En Colombia estamos acostumbrados a la elocuencia de nuestros líderes. Lo que nunca esperábamos era tener un presidente que pareciera haber sido sacado de una mezcla entre el cuarto de Melquíades, el delirio de Don Quijote y un consejo de jedis rebeldes. Gustavo Petro ha llevado el discurso presidencial a una nueva dimensión: una suerte de jeringonza literaria donde se entrecruzan referencias forzadas, alegorías improvisadas y, lo más grave, ataques infundados a los símbolos culturales que construyen nuestra identidad.

Esta semana, el blanco fue el vallenato. Durante un consejo de ministros, el presidente sentenció sin ruborizarse: “el narcotráfico se tiró el vallenato y lo volvió ranchera”. Una afirmación que no solo es imprecisa, sino profundamente ofensiva para un género que nació del alma campesina del Caribe colombiano y que ha evolucionado, como toda expresión viva, sin perder su esencia. No satisfecho, sugirió hacer un concurso en la plaza Francisco el Hombre para que no lo culpen de acabar con el festival. ¿De verdad esa es la agenda cultural de un jefe de Estado?

Pero este no es un episodio aislado. En sus tres años de gobierno, Petro ha intentado redibujar la historia, la literatura y la cultura desde su púlpito digital. Ha dicho ser un nuevo Aureliano Buendía, en un país “de hielo derretido” y conspiraciones eternas. Luego se proclamó una suerte de Don Quijote criollo, luchando contra “molinos” que en realidad son instituciones republicanas, prensa libre y ciudadanía crítica. Más tarde, se subió a su propia nave galáctica para hablarnos de imperios galácticos, de “resistencias” al estilo Guerra de las Galaxias, y de multiversos| donde él es, simultáneamente, profeta, víctima y salvador (hay que decirlo, todas esas situaciones en un estado mental que cada vez nos hace dudar más de su sensatez)

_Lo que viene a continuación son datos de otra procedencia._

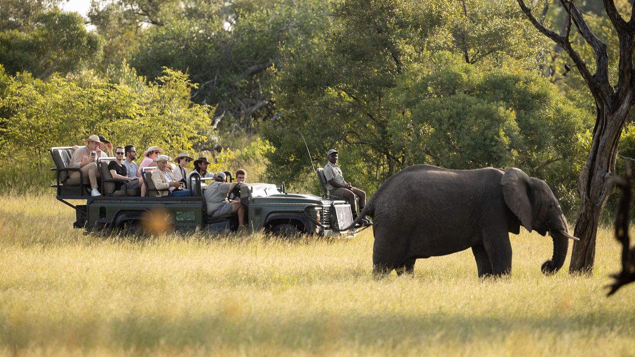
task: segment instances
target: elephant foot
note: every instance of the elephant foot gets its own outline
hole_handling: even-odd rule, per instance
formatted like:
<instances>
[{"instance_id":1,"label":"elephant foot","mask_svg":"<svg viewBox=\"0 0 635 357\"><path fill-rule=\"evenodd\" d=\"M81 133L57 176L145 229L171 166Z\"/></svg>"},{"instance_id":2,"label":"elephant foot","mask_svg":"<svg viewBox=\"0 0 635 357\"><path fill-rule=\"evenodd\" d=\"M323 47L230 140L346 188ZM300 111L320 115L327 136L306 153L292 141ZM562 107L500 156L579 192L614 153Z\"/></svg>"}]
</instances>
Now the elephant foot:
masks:
<instances>
[{"instance_id":1,"label":"elephant foot","mask_svg":"<svg viewBox=\"0 0 635 357\"><path fill-rule=\"evenodd\" d=\"M392 271L392 269L387 264L382 263L373 264L373 278L376 280L381 279L390 274Z\"/></svg>"},{"instance_id":2,"label":"elephant foot","mask_svg":"<svg viewBox=\"0 0 635 357\"><path fill-rule=\"evenodd\" d=\"M415 259L408 259L404 264L398 267L395 269L397 272L397 275L401 276L402 274L405 274L406 275L409 275L410 276L414 276L415 261Z\"/></svg>"}]
</instances>

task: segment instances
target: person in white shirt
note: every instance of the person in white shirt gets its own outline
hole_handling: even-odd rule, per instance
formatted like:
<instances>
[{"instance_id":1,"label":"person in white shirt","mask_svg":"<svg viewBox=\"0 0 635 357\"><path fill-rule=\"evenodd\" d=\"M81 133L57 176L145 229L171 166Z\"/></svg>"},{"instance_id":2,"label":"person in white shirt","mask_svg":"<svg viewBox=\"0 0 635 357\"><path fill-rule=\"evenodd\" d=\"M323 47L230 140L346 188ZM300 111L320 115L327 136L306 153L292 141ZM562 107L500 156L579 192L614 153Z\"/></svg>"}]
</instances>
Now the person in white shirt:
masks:
<instances>
[{"instance_id":1,"label":"person in white shirt","mask_svg":"<svg viewBox=\"0 0 635 357\"><path fill-rule=\"evenodd\" d=\"M214 182L210 184L203 191L207 205L207 214L212 217L237 214L239 229L246 229L247 226L244 224L244 206L240 202L230 202L227 200L227 192L235 187L240 187L241 184L225 182L225 173L222 172L217 173L215 177Z\"/></svg>"}]
</instances>

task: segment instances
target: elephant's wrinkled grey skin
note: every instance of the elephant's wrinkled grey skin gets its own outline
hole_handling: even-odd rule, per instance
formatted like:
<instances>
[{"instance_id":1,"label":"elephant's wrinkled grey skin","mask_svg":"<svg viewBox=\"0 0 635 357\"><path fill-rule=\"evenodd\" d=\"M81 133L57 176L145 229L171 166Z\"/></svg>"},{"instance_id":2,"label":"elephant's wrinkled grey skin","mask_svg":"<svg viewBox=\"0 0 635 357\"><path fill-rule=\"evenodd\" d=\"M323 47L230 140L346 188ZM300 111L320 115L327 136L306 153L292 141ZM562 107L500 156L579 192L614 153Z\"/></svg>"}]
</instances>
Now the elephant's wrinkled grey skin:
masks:
<instances>
[{"instance_id":1,"label":"elephant's wrinkled grey skin","mask_svg":"<svg viewBox=\"0 0 635 357\"><path fill-rule=\"evenodd\" d=\"M509 233L522 224L530 232L550 232L553 256L546 274L565 262L566 219L547 184L519 169L454 170L415 165L396 173L377 190L356 221L373 217L373 273L412 273L418 258L472 248L478 276L508 274Z\"/></svg>"}]
</instances>

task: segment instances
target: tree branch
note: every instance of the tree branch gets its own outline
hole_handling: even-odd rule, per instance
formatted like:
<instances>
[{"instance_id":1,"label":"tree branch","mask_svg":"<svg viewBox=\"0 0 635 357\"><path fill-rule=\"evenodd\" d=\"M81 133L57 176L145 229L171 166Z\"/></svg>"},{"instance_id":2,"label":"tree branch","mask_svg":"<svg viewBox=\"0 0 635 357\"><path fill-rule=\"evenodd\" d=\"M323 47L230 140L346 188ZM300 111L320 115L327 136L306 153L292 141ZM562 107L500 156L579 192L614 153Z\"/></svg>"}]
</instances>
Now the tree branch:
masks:
<instances>
[{"instance_id":1,"label":"tree branch","mask_svg":"<svg viewBox=\"0 0 635 357\"><path fill-rule=\"evenodd\" d=\"M245 78L246 77L251 77L259 72L262 72L267 69L272 64L274 64L274 62L272 61L267 61L266 62L252 65L251 67L248 68L246 71L241 73L240 77Z\"/></svg>"},{"instance_id":2,"label":"tree branch","mask_svg":"<svg viewBox=\"0 0 635 357\"><path fill-rule=\"evenodd\" d=\"M580 9L575 5L573 0L568 0L568 1L560 0L560 2L571 15L575 24L575 27L578 28L578 32L582 35L584 40L593 48L593 51L595 52L596 72L593 75L593 77L596 80L593 83L593 84L601 90L602 96L608 99L609 95L613 93L613 88L608 81L608 55L606 54L606 44L591 31L587 22L582 17ZM567 3L569 4L568 8L566 6ZM591 88L591 86L589 87L591 91L593 91L594 88Z\"/></svg>"},{"instance_id":3,"label":"tree branch","mask_svg":"<svg viewBox=\"0 0 635 357\"><path fill-rule=\"evenodd\" d=\"M615 8L613 0L604 0L604 8L606 10L608 18L615 27L617 34L620 34L625 32L627 30L627 25Z\"/></svg>"}]
</instances>

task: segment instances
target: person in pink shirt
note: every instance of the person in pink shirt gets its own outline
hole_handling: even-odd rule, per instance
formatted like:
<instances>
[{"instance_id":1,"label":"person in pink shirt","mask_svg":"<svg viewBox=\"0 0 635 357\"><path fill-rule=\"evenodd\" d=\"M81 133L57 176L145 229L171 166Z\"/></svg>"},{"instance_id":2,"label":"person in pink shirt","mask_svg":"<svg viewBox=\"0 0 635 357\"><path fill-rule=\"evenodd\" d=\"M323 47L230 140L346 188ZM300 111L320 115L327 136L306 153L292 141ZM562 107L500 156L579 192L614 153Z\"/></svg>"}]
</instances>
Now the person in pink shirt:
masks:
<instances>
[{"instance_id":1,"label":"person in pink shirt","mask_svg":"<svg viewBox=\"0 0 635 357\"><path fill-rule=\"evenodd\" d=\"M150 167L157 166L157 163L154 162L154 158L159 156L159 154L163 151L163 149L158 146L150 146L146 150L144 151L144 159L141 161L141 163L139 164L139 171L137 172L137 177L142 177L141 172L144 170L144 167ZM145 187L145 184L143 182L141 182L141 197L145 196L145 192L147 190L147 187Z\"/></svg>"}]
</instances>

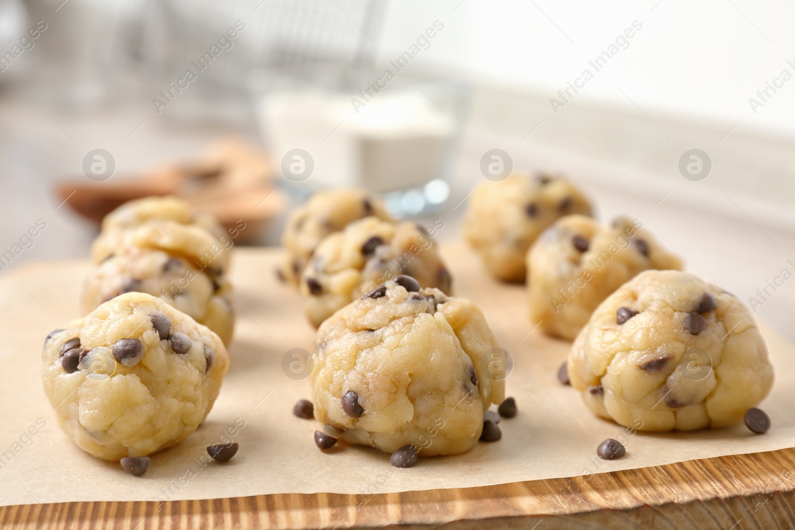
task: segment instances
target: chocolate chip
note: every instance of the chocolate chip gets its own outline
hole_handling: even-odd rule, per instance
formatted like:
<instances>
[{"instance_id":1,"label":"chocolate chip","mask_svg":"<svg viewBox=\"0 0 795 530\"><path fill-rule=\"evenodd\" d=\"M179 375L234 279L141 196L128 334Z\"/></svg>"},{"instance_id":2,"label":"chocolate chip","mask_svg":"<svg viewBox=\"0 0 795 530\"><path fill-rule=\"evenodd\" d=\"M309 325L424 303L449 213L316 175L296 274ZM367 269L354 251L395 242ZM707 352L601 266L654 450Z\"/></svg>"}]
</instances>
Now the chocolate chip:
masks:
<instances>
[{"instance_id":1,"label":"chocolate chip","mask_svg":"<svg viewBox=\"0 0 795 530\"><path fill-rule=\"evenodd\" d=\"M81 348L72 348L60 358L60 366L67 373L74 373L77 371L77 365L80 362L80 354L84 350Z\"/></svg>"},{"instance_id":2,"label":"chocolate chip","mask_svg":"<svg viewBox=\"0 0 795 530\"><path fill-rule=\"evenodd\" d=\"M495 424L498 424L499 420L502 420L502 418L500 417L499 414L494 412L493 410L487 410L483 412L483 421L486 421L487 420L491 420Z\"/></svg>"},{"instance_id":3,"label":"chocolate chip","mask_svg":"<svg viewBox=\"0 0 795 530\"><path fill-rule=\"evenodd\" d=\"M204 373L210 371L212 368L212 365L215 363L215 354L212 351L212 348L208 346L207 344L204 345Z\"/></svg>"},{"instance_id":4,"label":"chocolate chip","mask_svg":"<svg viewBox=\"0 0 795 530\"><path fill-rule=\"evenodd\" d=\"M745 415L746 427L762 435L770 430L770 418L761 408L749 408Z\"/></svg>"},{"instance_id":5,"label":"chocolate chip","mask_svg":"<svg viewBox=\"0 0 795 530\"><path fill-rule=\"evenodd\" d=\"M497 407L497 412L503 418L513 418L518 412L516 408L516 400L513 397L505 398L505 400L499 404L499 407Z\"/></svg>"},{"instance_id":6,"label":"chocolate chip","mask_svg":"<svg viewBox=\"0 0 795 530\"><path fill-rule=\"evenodd\" d=\"M596 455L603 460L614 460L626 455L626 448L619 440L608 438L596 447Z\"/></svg>"},{"instance_id":7,"label":"chocolate chip","mask_svg":"<svg viewBox=\"0 0 795 530\"><path fill-rule=\"evenodd\" d=\"M375 252L375 248L379 245L383 245L384 240L379 236L374 235L373 237L364 242L362 245L362 255L363 256L370 256L374 252Z\"/></svg>"},{"instance_id":8,"label":"chocolate chip","mask_svg":"<svg viewBox=\"0 0 795 530\"><path fill-rule=\"evenodd\" d=\"M72 348L80 347L80 338L75 337L74 339L70 339L69 340L64 342L64 345L60 346L58 350L58 354L63 355L66 352L69 351Z\"/></svg>"},{"instance_id":9,"label":"chocolate chip","mask_svg":"<svg viewBox=\"0 0 795 530\"><path fill-rule=\"evenodd\" d=\"M172 269L176 269L177 267L182 267L182 261L176 257L169 257L163 264L163 272L168 273Z\"/></svg>"},{"instance_id":10,"label":"chocolate chip","mask_svg":"<svg viewBox=\"0 0 795 530\"><path fill-rule=\"evenodd\" d=\"M130 278L127 280L127 283L122 287L122 291L120 294L124 294L125 292L137 292L141 288L141 280L138 278Z\"/></svg>"},{"instance_id":11,"label":"chocolate chip","mask_svg":"<svg viewBox=\"0 0 795 530\"><path fill-rule=\"evenodd\" d=\"M580 252L585 252L591 246L591 243L588 240L581 235L576 235L572 238L572 242L574 243L574 248Z\"/></svg>"},{"instance_id":12,"label":"chocolate chip","mask_svg":"<svg viewBox=\"0 0 795 530\"><path fill-rule=\"evenodd\" d=\"M646 361L642 365L638 365L638 367L642 370L646 370L647 372L657 370L668 364L668 362L671 360L671 358L668 355L663 355L662 357L658 357L651 361Z\"/></svg>"},{"instance_id":13,"label":"chocolate chip","mask_svg":"<svg viewBox=\"0 0 795 530\"><path fill-rule=\"evenodd\" d=\"M690 313L684 317L685 331L697 335L705 329L707 329L707 319L704 318L700 313Z\"/></svg>"},{"instance_id":14,"label":"chocolate chip","mask_svg":"<svg viewBox=\"0 0 795 530\"><path fill-rule=\"evenodd\" d=\"M216 462L229 462L233 456L237 455L239 447L240 446L237 442L216 443L207 447L207 452Z\"/></svg>"},{"instance_id":15,"label":"chocolate chip","mask_svg":"<svg viewBox=\"0 0 795 530\"><path fill-rule=\"evenodd\" d=\"M411 444L399 447L390 456L390 463L395 467L413 467L420 461L417 455L418 451Z\"/></svg>"},{"instance_id":16,"label":"chocolate chip","mask_svg":"<svg viewBox=\"0 0 795 530\"><path fill-rule=\"evenodd\" d=\"M632 242L638 247L638 252L649 257L649 243L646 242L646 239L635 239Z\"/></svg>"},{"instance_id":17,"label":"chocolate chip","mask_svg":"<svg viewBox=\"0 0 795 530\"><path fill-rule=\"evenodd\" d=\"M47 342L49 342L50 339L52 339L53 336L55 336L56 335L60 333L63 331L64 330L57 329L57 330L52 330L52 331L50 331L49 333L48 333L47 336L45 338L45 346L47 346Z\"/></svg>"},{"instance_id":18,"label":"chocolate chip","mask_svg":"<svg viewBox=\"0 0 795 530\"><path fill-rule=\"evenodd\" d=\"M119 364L129 368L138 364L144 352L144 345L138 339L121 339L116 341L111 350Z\"/></svg>"},{"instance_id":19,"label":"chocolate chip","mask_svg":"<svg viewBox=\"0 0 795 530\"><path fill-rule=\"evenodd\" d=\"M312 296L316 296L323 292L323 285L320 285L320 282L315 280L315 278L307 278L306 286L309 288L309 292L312 293Z\"/></svg>"},{"instance_id":20,"label":"chocolate chip","mask_svg":"<svg viewBox=\"0 0 795 530\"><path fill-rule=\"evenodd\" d=\"M395 283L401 285L409 292L417 292L420 290L420 282L410 276L398 274L394 277Z\"/></svg>"},{"instance_id":21,"label":"chocolate chip","mask_svg":"<svg viewBox=\"0 0 795 530\"><path fill-rule=\"evenodd\" d=\"M348 390L343 396L343 410L351 418L361 418L364 414L364 408L359 404L359 394L353 390Z\"/></svg>"},{"instance_id":22,"label":"chocolate chip","mask_svg":"<svg viewBox=\"0 0 795 530\"><path fill-rule=\"evenodd\" d=\"M502 431L497 427L497 424L487 420L483 422L483 431L480 433L481 442L496 442L502 438Z\"/></svg>"},{"instance_id":23,"label":"chocolate chip","mask_svg":"<svg viewBox=\"0 0 795 530\"><path fill-rule=\"evenodd\" d=\"M312 420L315 417L315 405L308 400L299 400L293 407L293 415L304 420Z\"/></svg>"},{"instance_id":24,"label":"chocolate chip","mask_svg":"<svg viewBox=\"0 0 795 530\"><path fill-rule=\"evenodd\" d=\"M362 300L364 300L365 298L381 298L382 296L384 296L386 295L386 286L378 285L367 294L363 295Z\"/></svg>"},{"instance_id":25,"label":"chocolate chip","mask_svg":"<svg viewBox=\"0 0 795 530\"><path fill-rule=\"evenodd\" d=\"M151 461L148 456L128 456L119 460L118 463L122 464L122 468L127 473L140 477L149 470Z\"/></svg>"},{"instance_id":26,"label":"chocolate chip","mask_svg":"<svg viewBox=\"0 0 795 530\"><path fill-rule=\"evenodd\" d=\"M699 300L698 307L696 308L696 313L708 313L711 311L715 311L718 308L718 300L715 300L715 296L709 294L708 292L704 293L701 296L701 300Z\"/></svg>"},{"instance_id":27,"label":"chocolate chip","mask_svg":"<svg viewBox=\"0 0 795 530\"><path fill-rule=\"evenodd\" d=\"M337 443L337 439L329 436L325 432L315 431L315 445L318 449L331 449Z\"/></svg>"},{"instance_id":28,"label":"chocolate chip","mask_svg":"<svg viewBox=\"0 0 795 530\"><path fill-rule=\"evenodd\" d=\"M557 369L557 380L560 381L563 385L571 385L571 381L568 380L568 365L564 362L560 365L560 367Z\"/></svg>"},{"instance_id":29,"label":"chocolate chip","mask_svg":"<svg viewBox=\"0 0 795 530\"><path fill-rule=\"evenodd\" d=\"M157 332L161 340L169 338L169 335L171 334L171 319L165 315L154 313L149 315L149 320L152 321L152 327Z\"/></svg>"},{"instance_id":30,"label":"chocolate chip","mask_svg":"<svg viewBox=\"0 0 795 530\"><path fill-rule=\"evenodd\" d=\"M622 306L615 311L615 323L620 326L633 316L639 314L639 311L635 311L632 308L627 308L626 306Z\"/></svg>"}]
</instances>

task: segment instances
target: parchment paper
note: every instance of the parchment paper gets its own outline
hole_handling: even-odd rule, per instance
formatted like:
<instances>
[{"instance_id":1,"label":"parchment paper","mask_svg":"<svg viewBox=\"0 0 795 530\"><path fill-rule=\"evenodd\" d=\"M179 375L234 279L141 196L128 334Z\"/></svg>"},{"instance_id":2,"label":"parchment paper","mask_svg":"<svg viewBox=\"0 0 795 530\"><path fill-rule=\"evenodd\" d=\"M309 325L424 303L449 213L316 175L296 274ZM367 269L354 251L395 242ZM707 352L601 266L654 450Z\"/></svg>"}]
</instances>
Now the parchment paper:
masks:
<instances>
[{"instance_id":1,"label":"parchment paper","mask_svg":"<svg viewBox=\"0 0 795 530\"><path fill-rule=\"evenodd\" d=\"M278 253L236 249L231 280L237 329L221 395L202 427L181 444L153 455L142 478L74 446L58 428L41 390L41 343L51 330L78 316L87 261L40 262L0 275L0 505L480 486L795 446L795 348L769 327L762 329L778 381L762 405L774 425L767 435L754 435L740 424L632 435L594 417L571 387L557 382L568 343L531 332L524 288L491 280L468 249L448 243L443 253L456 294L480 305L513 357L507 393L516 398L518 416L500 423L498 442L479 443L463 455L421 459L411 469L392 467L389 455L370 448L321 453L312 440L320 426L291 412L298 399L310 397L308 381L293 381L281 369L284 354L308 349L314 331L300 296L275 278ZM227 464L207 463L204 448L222 435L238 442L239 452ZM597 445L608 437L626 440L625 458L596 458Z\"/></svg>"}]
</instances>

Cada intervención parece una alegoría forzada, una metáfora incompleta o un intento de manipulación simbólica. Se burla de quienes lo cuestionan, acusa sin pruebas a medios, ridiculiza los símbolos culturales y recurre constantemente a distractores: cuando no es la crítica a los medios, es el vallenato; si no es la Fiscalía, es la Constitución, la oposición, los medios, presidentes extranjeros. En este juego de humo y espejos, el presidente ha olvidado que la cultura no se manipula desde el poder: se respeta, se promueve, se valora.

La estigmatización del vallenato es especialmente grave porque ataca un pilar de identidad nacional. ¿Por qué asociarlo con el narcotráfico? ¿No habría sido más constructivo señalar cómo la cultura puede ser parte de la solución al conflicto, en lugar de arrastrarla al lodo de las generalizaciones? El vallenato ha sido voz de denuncia, memoria del amor y del dolor, puente entre generaciones. Petro, que tanto dice defender la periferia, parece desconocer el alma misma de esa Colombia rural que dice representar.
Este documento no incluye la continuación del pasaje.